What is accounts receivable factoring?
Accounts receivable factoring or invoice factoring is the process of selling your invoices to a factoring company for up to 98% of its value. The invoices are then paid directly to the factoring company from your customers. Once your customers have paid, the remaining percentage will be returned to your business minus a factoring fee.
How long does the factoring process take?
After an initial 3-day approval process of your business, you can get your money within 24-hours.
How does accounts receivable factoring differ from a loan?
accounts receivable factoring is different from a loan in many ways. Loans also take up to 90 days to get approved and delivered. With factoring, there is a short 3-day approval process and then you will get funded in 24-hours! You also will never have to pay money back to us like a bank loan. The factoring company gets paid through your customers, leaving you debt free.
What if my business has bad credit?
Also unlike a bank loan, the credit of your business is not held against you. The credit of your customers is what matters because that is who pays the factoring company.
What type of businesses can be factored?
Virtually any business-to-business company can be factored. Factoring is available for several different industries such as: healthcare, staffing, manufacturing, trucking, technology, construction, oil and gas, and more. Factoring is available for all small and start-up businesses.
What are the benefits of working with a factoring company?
An accounts receivable factoring company can provide your business with the capital it needs to grow and take on new clients. The money you receive from the factored invoices can be used on any business expense that you choose such as payroll, equipment, rent, etc. You can also choose to factor whatever invoices you want. You are in total control of this process. Some factoring companies also provide extra services such as payroll and back office support.
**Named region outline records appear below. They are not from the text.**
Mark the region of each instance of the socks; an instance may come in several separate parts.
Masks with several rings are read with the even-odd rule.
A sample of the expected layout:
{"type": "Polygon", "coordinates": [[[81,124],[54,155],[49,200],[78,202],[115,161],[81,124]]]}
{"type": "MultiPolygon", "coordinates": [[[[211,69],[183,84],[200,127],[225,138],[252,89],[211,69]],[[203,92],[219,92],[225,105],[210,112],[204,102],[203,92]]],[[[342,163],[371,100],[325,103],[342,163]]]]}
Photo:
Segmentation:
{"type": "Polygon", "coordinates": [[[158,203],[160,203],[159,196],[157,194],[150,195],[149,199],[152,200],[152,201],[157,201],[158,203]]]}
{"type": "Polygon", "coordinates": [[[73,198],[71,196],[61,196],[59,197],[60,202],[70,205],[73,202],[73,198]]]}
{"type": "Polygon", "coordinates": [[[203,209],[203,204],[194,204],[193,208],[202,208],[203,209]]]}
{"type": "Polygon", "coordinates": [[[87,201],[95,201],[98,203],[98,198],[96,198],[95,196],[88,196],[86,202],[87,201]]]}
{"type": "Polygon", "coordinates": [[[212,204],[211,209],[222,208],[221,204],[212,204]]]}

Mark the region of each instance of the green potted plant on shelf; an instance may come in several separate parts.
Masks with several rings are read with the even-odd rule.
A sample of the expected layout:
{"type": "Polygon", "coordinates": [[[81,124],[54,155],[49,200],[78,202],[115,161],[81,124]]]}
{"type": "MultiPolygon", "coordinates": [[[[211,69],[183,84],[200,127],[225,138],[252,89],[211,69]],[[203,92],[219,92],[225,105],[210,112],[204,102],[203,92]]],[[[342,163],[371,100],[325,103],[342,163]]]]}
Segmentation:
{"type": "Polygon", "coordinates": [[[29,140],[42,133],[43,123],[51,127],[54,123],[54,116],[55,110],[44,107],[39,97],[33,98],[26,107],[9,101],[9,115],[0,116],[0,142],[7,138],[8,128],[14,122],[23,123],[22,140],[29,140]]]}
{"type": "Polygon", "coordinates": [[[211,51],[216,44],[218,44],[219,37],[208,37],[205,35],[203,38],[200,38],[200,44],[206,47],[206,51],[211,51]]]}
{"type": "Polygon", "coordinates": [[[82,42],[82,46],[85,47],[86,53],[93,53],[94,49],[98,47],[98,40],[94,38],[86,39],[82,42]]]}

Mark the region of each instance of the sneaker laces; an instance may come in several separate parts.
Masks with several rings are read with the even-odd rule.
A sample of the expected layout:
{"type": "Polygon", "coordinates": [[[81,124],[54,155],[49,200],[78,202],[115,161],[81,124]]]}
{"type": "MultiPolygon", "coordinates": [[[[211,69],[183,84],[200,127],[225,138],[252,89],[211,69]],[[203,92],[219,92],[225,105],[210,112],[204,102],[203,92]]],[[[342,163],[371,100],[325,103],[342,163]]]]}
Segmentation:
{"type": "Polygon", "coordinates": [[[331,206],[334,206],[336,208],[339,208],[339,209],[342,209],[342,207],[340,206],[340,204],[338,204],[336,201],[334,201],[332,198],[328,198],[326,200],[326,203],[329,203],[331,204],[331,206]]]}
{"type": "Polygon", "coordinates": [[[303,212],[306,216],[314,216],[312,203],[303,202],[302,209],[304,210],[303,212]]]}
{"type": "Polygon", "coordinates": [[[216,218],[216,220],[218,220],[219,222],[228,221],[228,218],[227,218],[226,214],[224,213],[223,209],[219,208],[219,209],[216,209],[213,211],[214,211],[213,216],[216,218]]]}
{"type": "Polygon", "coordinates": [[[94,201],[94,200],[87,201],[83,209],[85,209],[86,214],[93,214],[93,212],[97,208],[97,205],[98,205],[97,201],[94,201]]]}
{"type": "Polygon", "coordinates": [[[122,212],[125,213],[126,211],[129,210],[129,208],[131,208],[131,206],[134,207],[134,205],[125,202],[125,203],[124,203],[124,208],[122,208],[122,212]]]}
Will my customers think negatively of factoring?
No. Factoring isn’t used when you are in debt, and doesn’t create debt. It is simply used to increase your cash flow and have positive effects on your business. Your customers may also appreciate the fact that they have more time to pay their invoices, since you have already received the payment.
Why should I work with EZ Factoring Companies?
We have your best interest at heart. We work with various different types of businesses and industries. We understand that no two businesses are alike, and neither are financial situations. We want to provide you with the best factoring services possible to meet your needs.